Lambert, lord of Lissewege, left an estate with a chapel in 1106 to the Benedictines, who built an abbey there. This affiliated itself to the Cistercian order in 1175 as a daughter house of Ten Duinen Abbey in Koksijde, of the filiation of Clairvaux. It had a daughter house of its own, the Abbey of Onze Lieve Vrouw Kamer, founded in 1223.
The abbey played an important part in the building of dykes and the reclamation of land in the coastal areas of Flanders, Zeeland and Holland, and also in the wool trade.[1]
Willem van Saeftinghe, a lay brother of Ter Doest, fought with the Flemish in the Battle of the Golden Spurs in 1302, where he is said to have unhorsed the French leader, Robert, Count of Artois, whereupon other Flemish soldiers killed him.[1] In 1308 during a revolt of the lay brothers, Willem killed the cellarer of the abbey, and injured the abbot, Willem van Cordewaegen, so badly that he nearly died.[3][4]

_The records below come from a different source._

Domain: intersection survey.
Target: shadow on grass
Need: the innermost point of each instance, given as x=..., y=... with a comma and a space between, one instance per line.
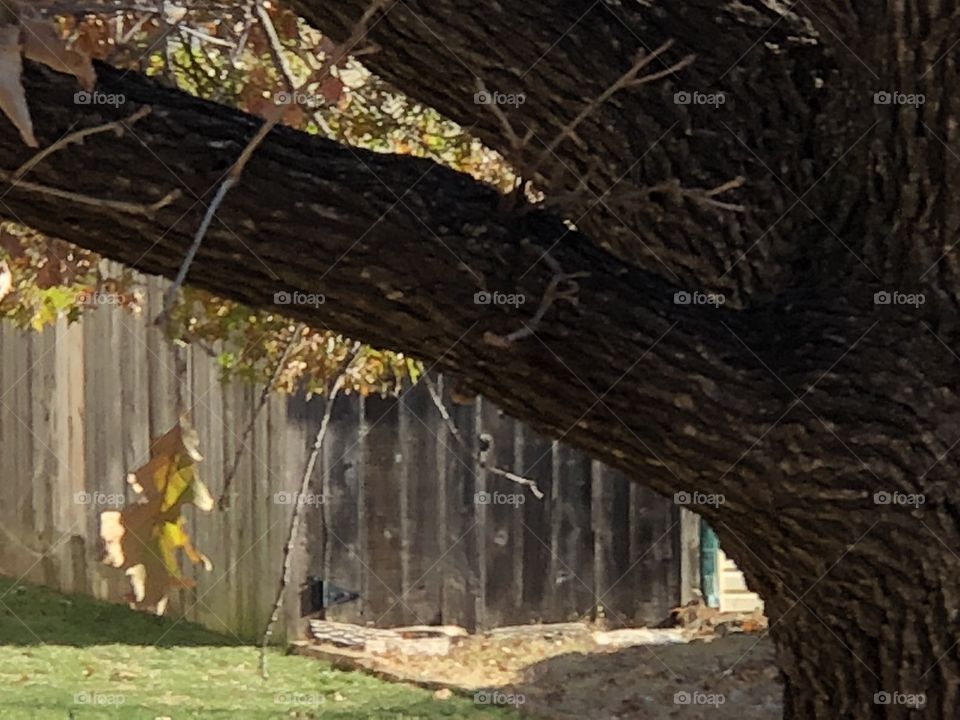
x=33, y=615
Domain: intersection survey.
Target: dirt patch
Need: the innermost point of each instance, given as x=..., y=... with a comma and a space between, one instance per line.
x=569, y=674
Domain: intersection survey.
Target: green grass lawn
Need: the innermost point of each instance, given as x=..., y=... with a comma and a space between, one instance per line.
x=71, y=657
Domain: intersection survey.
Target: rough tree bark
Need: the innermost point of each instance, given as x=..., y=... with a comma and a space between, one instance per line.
x=799, y=400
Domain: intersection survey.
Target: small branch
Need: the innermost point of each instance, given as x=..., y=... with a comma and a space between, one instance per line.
x=556, y=291
x=519, y=479
x=148, y=211
x=224, y=502
x=276, y=47
x=629, y=79
x=332, y=392
x=699, y=196
x=233, y=177
x=117, y=126
x=458, y=436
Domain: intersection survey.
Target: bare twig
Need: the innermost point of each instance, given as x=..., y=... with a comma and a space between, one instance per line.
x=332, y=391
x=276, y=48
x=562, y=286
x=629, y=79
x=458, y=436
x=148, y=211
x=117, y=126
x=233, y=177
x=700, y=196
x=224, y=501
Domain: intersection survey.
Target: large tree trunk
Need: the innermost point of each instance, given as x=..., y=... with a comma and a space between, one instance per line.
x=798, y=401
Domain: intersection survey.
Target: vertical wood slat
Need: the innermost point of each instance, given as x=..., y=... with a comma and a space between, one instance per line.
x=571, y=538
x=342, y=505
x=503, y=532
x=420, y=423
x=458, y=531
x=539, y=564
x=610, y=511
x=382, y=460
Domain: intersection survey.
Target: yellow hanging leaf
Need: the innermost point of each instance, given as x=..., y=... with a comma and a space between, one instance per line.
x=145, y=538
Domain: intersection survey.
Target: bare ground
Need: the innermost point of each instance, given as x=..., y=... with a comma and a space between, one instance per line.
x=732, y=677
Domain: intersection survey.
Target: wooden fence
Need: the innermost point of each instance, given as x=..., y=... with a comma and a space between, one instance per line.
x=397, y=515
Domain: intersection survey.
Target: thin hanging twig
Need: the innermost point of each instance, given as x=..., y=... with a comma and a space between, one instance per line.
x=458, y=436
x=233, y=177
x=332, y=392
x=118, y=126
x=224, y=501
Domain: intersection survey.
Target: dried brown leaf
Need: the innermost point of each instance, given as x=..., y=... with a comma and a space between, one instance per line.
x=13, y=100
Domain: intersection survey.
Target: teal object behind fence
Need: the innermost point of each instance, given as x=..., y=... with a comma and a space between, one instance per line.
x=709, y=572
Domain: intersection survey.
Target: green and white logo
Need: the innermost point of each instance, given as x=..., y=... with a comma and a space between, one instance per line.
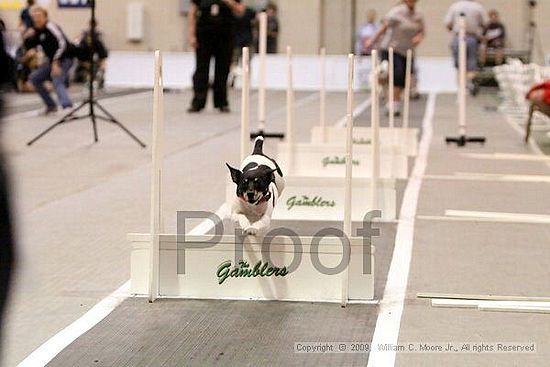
x=244, y=270
x=337, y=161
x=361, y=141
x=316, y=201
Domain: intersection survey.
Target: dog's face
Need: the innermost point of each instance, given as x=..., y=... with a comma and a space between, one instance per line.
x=253, y=182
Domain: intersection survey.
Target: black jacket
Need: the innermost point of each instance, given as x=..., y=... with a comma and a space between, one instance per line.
x=53, y=42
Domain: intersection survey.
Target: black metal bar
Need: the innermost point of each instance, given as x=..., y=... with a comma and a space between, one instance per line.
x=462, y=140
x=262, y=133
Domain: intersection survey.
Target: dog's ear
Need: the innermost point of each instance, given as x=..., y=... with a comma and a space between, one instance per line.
x=235, y=174
x=271, y=174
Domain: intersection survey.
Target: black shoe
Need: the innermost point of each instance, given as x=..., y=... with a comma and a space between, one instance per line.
x=194, y=109
x=49, y=111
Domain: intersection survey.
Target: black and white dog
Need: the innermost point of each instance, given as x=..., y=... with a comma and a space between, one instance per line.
x=259, y=184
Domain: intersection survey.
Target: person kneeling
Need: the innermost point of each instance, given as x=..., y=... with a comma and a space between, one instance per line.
x=59, y=51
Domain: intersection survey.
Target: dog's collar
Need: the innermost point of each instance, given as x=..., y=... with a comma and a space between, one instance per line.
x=264, y=199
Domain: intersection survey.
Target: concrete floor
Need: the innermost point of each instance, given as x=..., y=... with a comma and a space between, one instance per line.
x=75, y=202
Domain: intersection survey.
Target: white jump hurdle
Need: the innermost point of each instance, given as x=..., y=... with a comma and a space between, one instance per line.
x=314, y=176
x=397, y=141
x=311, y=269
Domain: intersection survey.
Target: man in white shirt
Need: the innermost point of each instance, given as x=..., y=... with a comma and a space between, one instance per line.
x=366, y=33
x=476, y=20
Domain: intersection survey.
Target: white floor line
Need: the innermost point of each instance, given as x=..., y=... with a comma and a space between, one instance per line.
x=51, y=348
x=47, y=351
x=492, y=177
x=388, y=323
x=356, y=112
x=507, y=157
x=508, y=217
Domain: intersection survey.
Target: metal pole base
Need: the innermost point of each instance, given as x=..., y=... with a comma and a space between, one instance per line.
x=262, y=133
x=462, y=140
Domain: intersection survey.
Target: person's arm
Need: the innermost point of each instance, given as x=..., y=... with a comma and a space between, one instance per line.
x=419, y=37
x=192, y=25
x=274, y=31
x=236, y=7
x=61, y=48
x=372, y=41
x=449, y=19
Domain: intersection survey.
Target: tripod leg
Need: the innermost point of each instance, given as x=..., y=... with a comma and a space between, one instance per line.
x=67, y=117
x=94, y=125
x=113, y=120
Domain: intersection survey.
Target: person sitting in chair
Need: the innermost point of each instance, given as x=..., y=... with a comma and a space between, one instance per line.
x=59, y=52
x=85, y=50
x=539, y=97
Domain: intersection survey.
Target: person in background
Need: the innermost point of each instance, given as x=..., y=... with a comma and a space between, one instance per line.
x=539, y=95
x=243, y=38
x=272, y=28
x=366, y=33
x=85, y=53
x=476, y=20
x=406, y=32
x=494, y=39
x=25, y=19
x=60, y=54
x=211, y=33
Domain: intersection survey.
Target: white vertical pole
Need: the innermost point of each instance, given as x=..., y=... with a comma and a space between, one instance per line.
x=375, y=138
x=407, y=97
x=391, y=110
x=391, y=88
x=245, y=105
x=156, y=178
x=462, y=76
x=262, y=70
x=290, y=139
x=323, y=96
x=349, y=172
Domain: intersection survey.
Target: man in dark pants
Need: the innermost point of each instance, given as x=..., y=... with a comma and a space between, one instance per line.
x=211, y=33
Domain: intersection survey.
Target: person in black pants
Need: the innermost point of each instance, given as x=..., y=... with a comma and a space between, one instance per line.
x=211, y=34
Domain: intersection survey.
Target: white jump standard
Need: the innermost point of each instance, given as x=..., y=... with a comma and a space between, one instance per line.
x=331, y=267
x=314, y=175
x=261, y=85
x=462, y=139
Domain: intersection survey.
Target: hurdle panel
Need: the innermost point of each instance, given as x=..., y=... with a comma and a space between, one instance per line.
x=201, y=277
x=328, y=160
x=404, y=141
x=321, y=199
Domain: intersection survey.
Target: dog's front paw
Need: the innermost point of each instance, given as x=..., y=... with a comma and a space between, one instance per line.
x=251, y=231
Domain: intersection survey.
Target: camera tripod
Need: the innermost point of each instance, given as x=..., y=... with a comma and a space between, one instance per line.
x=91, y=101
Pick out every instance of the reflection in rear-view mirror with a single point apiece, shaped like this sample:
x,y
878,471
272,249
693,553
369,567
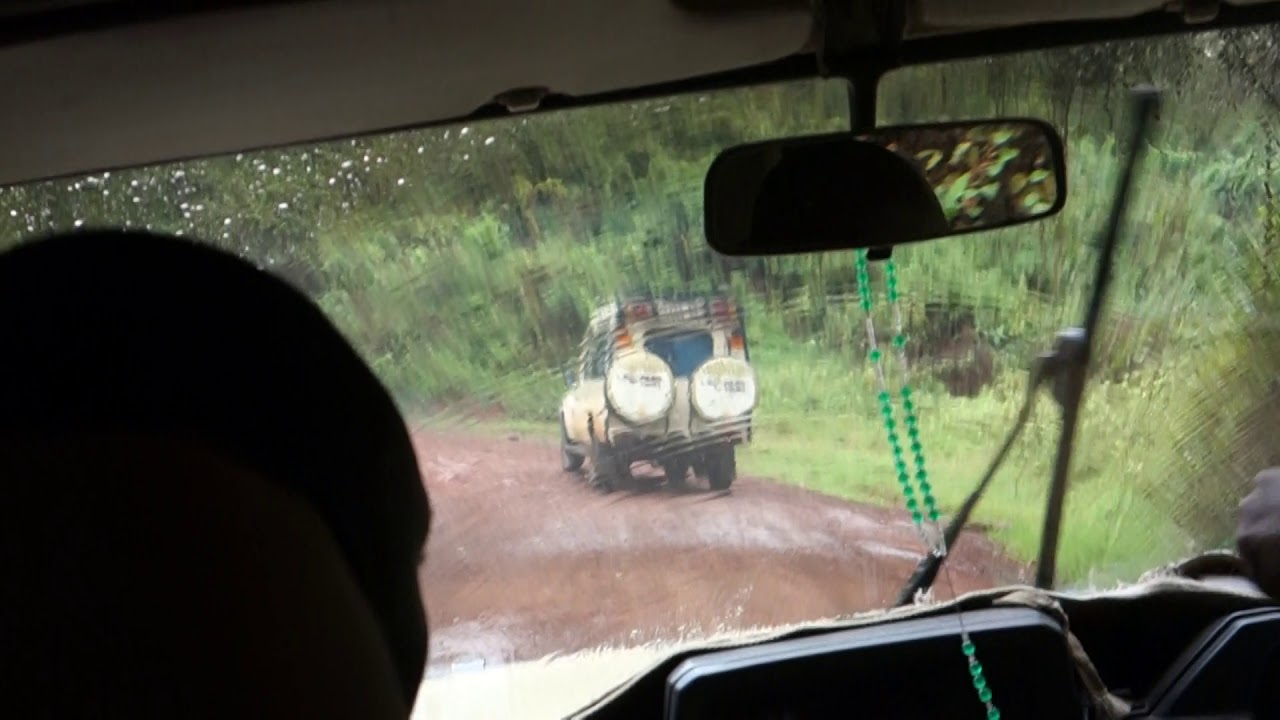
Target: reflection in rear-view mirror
x,y
885,187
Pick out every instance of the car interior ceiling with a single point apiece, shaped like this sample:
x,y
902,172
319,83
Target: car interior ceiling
x,y
265,71
106,85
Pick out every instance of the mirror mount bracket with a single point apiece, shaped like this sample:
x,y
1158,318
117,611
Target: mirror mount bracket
x,y
855,40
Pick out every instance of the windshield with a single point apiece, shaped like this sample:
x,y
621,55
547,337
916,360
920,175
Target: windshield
x,y
466,264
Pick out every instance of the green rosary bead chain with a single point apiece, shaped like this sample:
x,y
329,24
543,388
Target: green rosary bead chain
x,y
913,433
924,507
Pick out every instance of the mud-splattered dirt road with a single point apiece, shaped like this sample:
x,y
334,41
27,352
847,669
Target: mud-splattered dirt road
x,y
524,560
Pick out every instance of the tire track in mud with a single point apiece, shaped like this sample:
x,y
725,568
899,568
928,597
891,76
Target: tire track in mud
x,y
525,561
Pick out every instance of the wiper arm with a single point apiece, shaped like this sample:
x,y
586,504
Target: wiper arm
x,y
927,570
1066,367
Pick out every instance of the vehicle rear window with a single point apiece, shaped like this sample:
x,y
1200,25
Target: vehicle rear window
x,y
684,351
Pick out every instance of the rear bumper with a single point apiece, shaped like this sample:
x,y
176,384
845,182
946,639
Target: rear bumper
x,y
661,441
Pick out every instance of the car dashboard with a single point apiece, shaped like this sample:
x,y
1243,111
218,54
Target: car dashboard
x,y
1183,651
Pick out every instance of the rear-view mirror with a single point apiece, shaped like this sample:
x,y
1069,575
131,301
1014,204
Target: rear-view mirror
x,y
883,187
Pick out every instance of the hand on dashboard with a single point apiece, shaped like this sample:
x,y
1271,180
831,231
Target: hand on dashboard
x,y
1257,532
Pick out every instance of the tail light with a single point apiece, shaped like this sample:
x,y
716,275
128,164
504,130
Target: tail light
x,y
638,311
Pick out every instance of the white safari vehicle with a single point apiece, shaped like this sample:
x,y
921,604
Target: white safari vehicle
x,y
662,381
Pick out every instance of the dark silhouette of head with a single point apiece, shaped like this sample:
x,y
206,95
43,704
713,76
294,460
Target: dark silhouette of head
x,y
211,506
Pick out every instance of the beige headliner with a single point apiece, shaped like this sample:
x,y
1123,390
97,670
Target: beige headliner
x,y
218,83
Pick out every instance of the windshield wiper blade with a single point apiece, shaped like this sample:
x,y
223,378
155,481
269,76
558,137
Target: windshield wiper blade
x,y
1065,367
927,570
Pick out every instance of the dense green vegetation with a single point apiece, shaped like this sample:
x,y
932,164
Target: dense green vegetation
x,y
462,261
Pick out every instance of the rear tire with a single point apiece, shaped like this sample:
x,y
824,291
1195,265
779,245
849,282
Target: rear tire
x,y
721,468
571,460
676,472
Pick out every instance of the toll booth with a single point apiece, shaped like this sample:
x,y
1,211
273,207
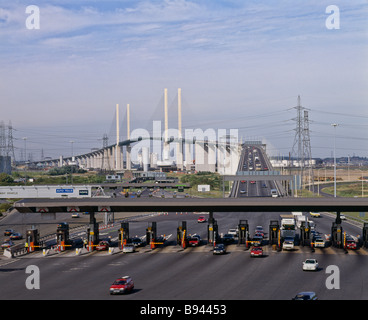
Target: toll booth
x,y
243,232
92,232
124,234
62,236
305,234
181,234
365,235
337,239
273,235
33,240
213,235
151,234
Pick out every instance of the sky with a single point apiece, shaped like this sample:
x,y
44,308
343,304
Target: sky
x,y
240,65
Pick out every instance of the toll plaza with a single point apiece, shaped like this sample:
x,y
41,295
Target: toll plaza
x,y
92,232
337,238
243,232
212,230
151,234
365,235
123,234
62,236
305,234
274,233
181,234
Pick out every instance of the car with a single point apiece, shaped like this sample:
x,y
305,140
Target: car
x,y
194,241
228,238
319,242
256,252
8,232
63,225
306,295
201,219
310,265
122,285
16,236
351,243
257,240
102,245
137,242
315,214
259,234
219,249
7,244
128,248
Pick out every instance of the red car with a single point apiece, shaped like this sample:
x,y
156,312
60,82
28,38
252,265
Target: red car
x,y
122,285
103,245
194,241
201,219
256,252
351,244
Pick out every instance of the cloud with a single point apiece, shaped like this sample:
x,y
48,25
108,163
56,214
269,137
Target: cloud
x,y
226,55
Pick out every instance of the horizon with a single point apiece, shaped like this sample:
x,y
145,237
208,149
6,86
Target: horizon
x,y
240,66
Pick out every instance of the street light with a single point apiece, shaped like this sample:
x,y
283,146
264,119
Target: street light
x,y
334,125
71,163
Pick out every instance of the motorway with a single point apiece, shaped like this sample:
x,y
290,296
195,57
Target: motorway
x,y
172,273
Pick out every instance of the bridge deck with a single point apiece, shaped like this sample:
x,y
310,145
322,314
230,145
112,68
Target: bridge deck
x,y
260,204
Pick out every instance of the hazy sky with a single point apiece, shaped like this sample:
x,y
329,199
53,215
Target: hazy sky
x,y
240,64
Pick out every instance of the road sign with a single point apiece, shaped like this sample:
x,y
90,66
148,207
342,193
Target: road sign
x,y
73,209
104,208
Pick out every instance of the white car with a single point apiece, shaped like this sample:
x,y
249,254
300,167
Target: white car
x,y
310,265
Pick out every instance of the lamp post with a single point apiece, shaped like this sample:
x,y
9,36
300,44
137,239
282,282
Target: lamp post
x,y
72,162
334,125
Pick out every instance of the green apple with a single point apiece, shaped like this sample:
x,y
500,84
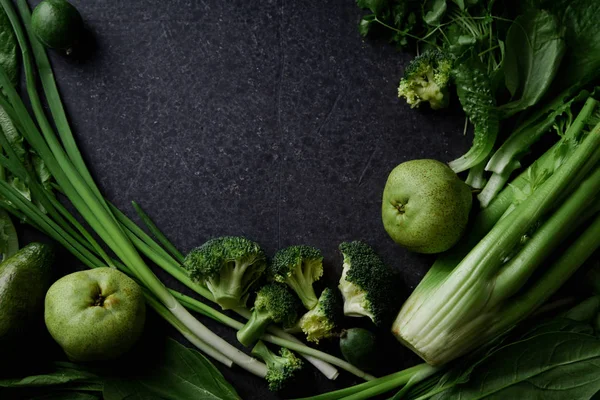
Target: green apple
x,y
425,206
96,314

In 1624 Ter Doest was united with Ten Duinen, which in 1627 moved to Bruges. It was dissolved in the French Revolution in 1796.
Buildings
Almost the only building to survive is the tithe barn, 50 metres long and over 30 metres high, built in 1250.[1]
The abbey once had a vast church with three aisles, which was destroyed in 1571 by the Calvinists. The church stood close to the abbey farm, 't Groot Ter Doest, built in 1632, which still stands, as do an octagonal chapel of 1687 and a monumental porch of 1662.[5]
^Attwater, Donald and Catherine Rachel John, 1993: The Penguin Dictionary of Saints. London: Penguin Books ISBN0-14-051312-4
^Willam was pardoned by the Pope on condition that he serve in one of the military orders; he joined the Hospitallers and is believed to have been killed during the conquest of Rhodes in 1309.